Vicente Huidobro
Cuando la revista francesa Action
hizo una encuesta sobre el Arte Negro, pidiendo a varios autores que
sintetizaran en una frase concisa su opinión sobre los famosos fetiches y
máscaras hoy tan a la moda, yo respondí: «Amo el Arte Negro, porque no es un
arte de esclavos».
Se creyó ver en mi respuesta que yo pretendía
hacer una frase de esprit. La paradoja o la voltereta parecía evidente.
Los negros son esclavos, yo evadía el cuerpo con un simple salto.
Sin embargo, nada más lejos de mi espíritu que
evadirme a una respuesta de frente. Bajo la apariencia de una paradoja, yo creo
haber presentado la esencia de la estética negra.
Los negros no imitan directamente la naturaleza.
En sus obras hay una mayor transposición que en el arte europeo, son menos
esclavos del objeto que los artistas blancos.
Por lo tanto, mi respuesta era muy seria y tan
de acuerdo con mi concepto estético general, que pocos años antes escribía en
mi revista Création este aforismo para los nuevos poetas: «No seamos
instrumento de la naturaleza, sino hagamos de la naturaleza nuestro
instrumento. O sea, en otras palabras: no hagamos un arte de esclavos, sino de
amor».
Los negros, a pesar de su larga historia de
esclavitud, son mucho menos esclavos que los blancos, por lo menos en lo que al
arte se refiere.
Seguramente sus obras obedecen a leyes plásticas
que conocen y que siguen con cierta fidelidad; pero como esas leyes son creadas
por ellos, como son verdades de su espíritu y no imposiciones de verdades
externas, ellos no son esclavos, pues no se puede ser esclavo de sí mismo.
Justamente ese mayor alejamiento de la realidad
es lo que prueba que en sus obras entra mayor cantidad de arte que en las obras
que permanecen pegadas al mundo real.
La verdad del arte empieza allí donde termina
la verdad de la vida.
El Arte Negro está mucho más cerca de la
creación que de la imitación. He ahí la razón de su importancia para mí y el
por qué diez años antes que se pusiera de moda y que empezara a adornar los salones
de la gente de élite y hasta los boudoirs de las grandes cocottes,
yo empezaba mi colección y adornaba con ellos mi escritorio.
Para nosotros y para todos los artistas de la nueva
generación, el Arte Negro tiene otra importancia harto menos banal que una simple
moda.
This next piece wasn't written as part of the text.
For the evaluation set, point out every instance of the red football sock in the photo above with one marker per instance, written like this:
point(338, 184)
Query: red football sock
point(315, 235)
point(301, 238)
Es todo un principio estético, admirable de equilibrio y de proporciones,
admirable en la justificación de sus volúmenes, de sus líneas y sus planos,
admirable en la intención de sus relaciones y correspondencias.
Nada en ellos obedece al azar, todo está allí
por una razón estética y una necesidad superior.
Ahora bien, ¿qué ha hecho la moda con el Arte
Negro? En París, el Teatro de los Campos Elíseos ha montado una revista negra
que es una grotesca mistificación.
Han dado vuelta patas arriba las leyes básicas
constitutivas del Arte Negro y nos quieren hacer tragar por Arte Negro un
pastiche ridículo hecho por europeos que no tienen idea de lo que significa ese
arte.
Y aquello que no debió haber salido jamás de
nuestras capillas y de las manos de unos cuantos iniciados que lo amaban de
veras porque de veras lo comprendían, es ahora el objeto de discusiones y
entusiasmos de cualquiera dama aprensiva o señorita nerviosa.
Todos lo proclaman y nadie sabe por qué. Es la
ridícula manía parisiense de imitar a los artistas. Después de la moda de los
sulfuros de colores de 1830, que nosotros empezamos comprando a dos francos y
que hace un año ya se vendían a seiscientos, ahora esas buenas gentes nos suben
de precio los fetiches y las máscaras negras.
¿No se podría lanzar la moda de los fósforos
tricolores?
Vientos contarios, 1926; Obras Completas, Tomo I, pp, 820-821.